In senior home care, who is the client?
The answer is obvious, isn’t it? It would seem the client is the person a home care agency cares for. The client is the older person who needs help staying at home independently or the disabled client who needs help with transfers and household chores. Washington State Law mandates that every home care agency develop a plan of care for each client, so shouldn’t the client be the person whose name is on the care plan? At Family Resource Home Care, we call that person the “direct client.”
If only things were that simple.
Think of it from a business perspective. Who gets the benefit?
In many, if not most cases, a family member is the one who is arranging care, signing the paperwork, and arranging for payment. In addition, it is a family member who may be receiving the major benefit from the care their relative is receiving. For example:
Client #1 – A couple in their early 80s. She’s had dementia for years. It’s been a while since she was able to do any housework or meal preparation and she recently has begun to have difficulty with personal care. She’s started wandering and is often confused about where she is or what time of day it is. Her husband is basically strong and healthy, but his health is declining due to the stress of caring for his wife. They start receiving home care for her. Who gets the benefit?

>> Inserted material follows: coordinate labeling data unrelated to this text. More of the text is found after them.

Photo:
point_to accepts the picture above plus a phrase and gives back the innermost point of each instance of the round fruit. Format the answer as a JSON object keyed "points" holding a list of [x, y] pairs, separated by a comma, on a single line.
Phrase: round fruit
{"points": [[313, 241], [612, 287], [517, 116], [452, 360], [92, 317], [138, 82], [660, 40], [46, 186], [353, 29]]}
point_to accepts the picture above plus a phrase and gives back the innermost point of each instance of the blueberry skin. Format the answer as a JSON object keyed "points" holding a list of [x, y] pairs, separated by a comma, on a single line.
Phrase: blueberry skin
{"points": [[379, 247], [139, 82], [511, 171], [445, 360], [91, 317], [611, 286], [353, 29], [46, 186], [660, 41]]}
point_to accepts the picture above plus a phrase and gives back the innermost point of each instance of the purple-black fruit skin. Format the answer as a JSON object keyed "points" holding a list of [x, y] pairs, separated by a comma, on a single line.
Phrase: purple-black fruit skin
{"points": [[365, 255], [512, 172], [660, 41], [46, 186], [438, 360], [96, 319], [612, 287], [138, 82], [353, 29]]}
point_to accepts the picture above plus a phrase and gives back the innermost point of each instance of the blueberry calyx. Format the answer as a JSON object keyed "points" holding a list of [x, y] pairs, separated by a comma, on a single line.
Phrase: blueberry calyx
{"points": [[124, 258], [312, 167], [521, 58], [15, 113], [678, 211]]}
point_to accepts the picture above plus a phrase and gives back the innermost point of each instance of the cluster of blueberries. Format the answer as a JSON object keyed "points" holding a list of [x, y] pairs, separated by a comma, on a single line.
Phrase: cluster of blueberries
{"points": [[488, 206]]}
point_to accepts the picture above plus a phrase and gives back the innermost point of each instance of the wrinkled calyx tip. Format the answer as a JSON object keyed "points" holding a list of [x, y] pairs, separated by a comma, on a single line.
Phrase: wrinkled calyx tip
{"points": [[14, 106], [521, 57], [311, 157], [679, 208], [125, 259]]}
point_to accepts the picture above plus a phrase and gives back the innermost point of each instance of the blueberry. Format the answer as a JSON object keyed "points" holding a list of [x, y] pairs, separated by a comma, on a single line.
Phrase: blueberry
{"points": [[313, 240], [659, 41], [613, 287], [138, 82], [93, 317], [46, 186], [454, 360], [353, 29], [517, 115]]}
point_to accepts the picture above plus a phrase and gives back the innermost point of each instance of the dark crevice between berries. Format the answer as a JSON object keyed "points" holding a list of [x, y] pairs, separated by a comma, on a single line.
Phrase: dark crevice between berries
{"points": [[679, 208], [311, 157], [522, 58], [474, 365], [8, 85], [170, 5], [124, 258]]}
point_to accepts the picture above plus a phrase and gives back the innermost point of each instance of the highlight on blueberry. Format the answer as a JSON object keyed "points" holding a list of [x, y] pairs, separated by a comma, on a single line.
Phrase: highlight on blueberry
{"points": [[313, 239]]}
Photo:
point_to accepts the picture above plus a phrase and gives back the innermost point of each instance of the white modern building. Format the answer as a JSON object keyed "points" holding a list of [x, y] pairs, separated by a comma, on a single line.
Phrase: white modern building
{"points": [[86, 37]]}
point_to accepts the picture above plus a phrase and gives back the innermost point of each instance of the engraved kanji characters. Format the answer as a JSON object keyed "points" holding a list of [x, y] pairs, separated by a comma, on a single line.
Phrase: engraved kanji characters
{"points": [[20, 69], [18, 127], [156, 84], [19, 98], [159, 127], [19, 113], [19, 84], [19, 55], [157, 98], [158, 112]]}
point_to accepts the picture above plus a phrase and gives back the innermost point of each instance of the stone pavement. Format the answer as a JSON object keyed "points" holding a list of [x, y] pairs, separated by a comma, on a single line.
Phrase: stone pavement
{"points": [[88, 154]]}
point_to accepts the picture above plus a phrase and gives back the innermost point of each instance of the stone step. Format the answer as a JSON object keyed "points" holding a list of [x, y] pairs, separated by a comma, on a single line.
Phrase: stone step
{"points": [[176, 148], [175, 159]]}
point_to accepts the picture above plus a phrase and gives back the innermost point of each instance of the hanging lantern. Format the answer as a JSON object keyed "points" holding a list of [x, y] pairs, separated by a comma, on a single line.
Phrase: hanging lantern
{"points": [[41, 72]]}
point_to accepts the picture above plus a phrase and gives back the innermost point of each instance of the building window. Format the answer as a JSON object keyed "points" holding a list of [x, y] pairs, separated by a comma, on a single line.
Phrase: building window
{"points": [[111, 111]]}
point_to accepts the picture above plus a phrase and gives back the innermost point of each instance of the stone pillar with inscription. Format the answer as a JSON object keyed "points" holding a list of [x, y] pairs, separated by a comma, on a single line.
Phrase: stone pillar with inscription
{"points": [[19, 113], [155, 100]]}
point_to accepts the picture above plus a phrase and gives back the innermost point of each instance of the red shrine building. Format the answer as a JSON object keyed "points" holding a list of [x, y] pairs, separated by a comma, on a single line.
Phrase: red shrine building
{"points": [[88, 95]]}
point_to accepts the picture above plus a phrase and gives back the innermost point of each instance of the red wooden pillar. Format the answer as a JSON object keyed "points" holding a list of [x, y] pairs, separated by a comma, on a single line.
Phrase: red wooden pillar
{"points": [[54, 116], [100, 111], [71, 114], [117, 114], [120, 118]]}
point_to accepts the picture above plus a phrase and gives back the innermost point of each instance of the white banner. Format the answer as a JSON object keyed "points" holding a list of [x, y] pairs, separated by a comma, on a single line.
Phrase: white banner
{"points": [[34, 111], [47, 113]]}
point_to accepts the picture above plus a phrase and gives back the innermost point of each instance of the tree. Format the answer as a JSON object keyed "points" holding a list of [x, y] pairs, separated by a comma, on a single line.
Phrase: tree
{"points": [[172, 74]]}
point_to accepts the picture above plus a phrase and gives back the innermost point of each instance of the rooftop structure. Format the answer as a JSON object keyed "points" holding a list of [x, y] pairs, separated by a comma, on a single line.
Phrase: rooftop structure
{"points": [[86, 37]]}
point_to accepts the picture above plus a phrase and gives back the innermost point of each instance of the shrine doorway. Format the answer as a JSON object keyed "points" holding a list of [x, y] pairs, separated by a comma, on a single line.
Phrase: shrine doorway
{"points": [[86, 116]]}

Client #2 – A man, also in his 80s, living alone in his house in North Seattle. His daughter lives in Olympia, a 1+ hour drive away, with her husband and two teenagers. She works full-time. Her father insists he’s basically fine but is becoming less and less able to care for himself. He loves it when his daughter comes to visit. When she does, she usually winds up doing housekeeping, preparing meals, and running errands. She also spends countless hours on the phone attending to matters related to his health and safety. He is unsteady on his feet and she worries about him falling. The reality is that she simply is unable to provide the help he needs now – and will increasingly need in the future. He eventually (and reluctantly) agrees to a caregiver who comes over 3 times per week. Who gets the benefit?
The benefit goes to the entire family. The client’s family is the client, just as much as is the direct client. Family members get a tremendous benefit from the caregiving their loved ones receive. As a result, the family deserves the same high level of customer service due to the direct client.
Sometimes it’s hard to get the family to recognize that home care is for them, too. As a loving and caring family, they put their focus on their elder or disabled relative, often to the detriment of their own health and well-being. But family members who recognize that the health of their loved one is dependent on keeping themselves healthy more often take steps to maintain balance in their own lives.
My 90-year-old father lives with his wife, who is 70, along with her 97-year-old mother. (How many other 90-year-old men do you know who live with their mother-in-law?) It would be impossible for her to maintain any aspect of her personal life without home care.
Home care is for the entire family, not just the person whose name is on the care plan.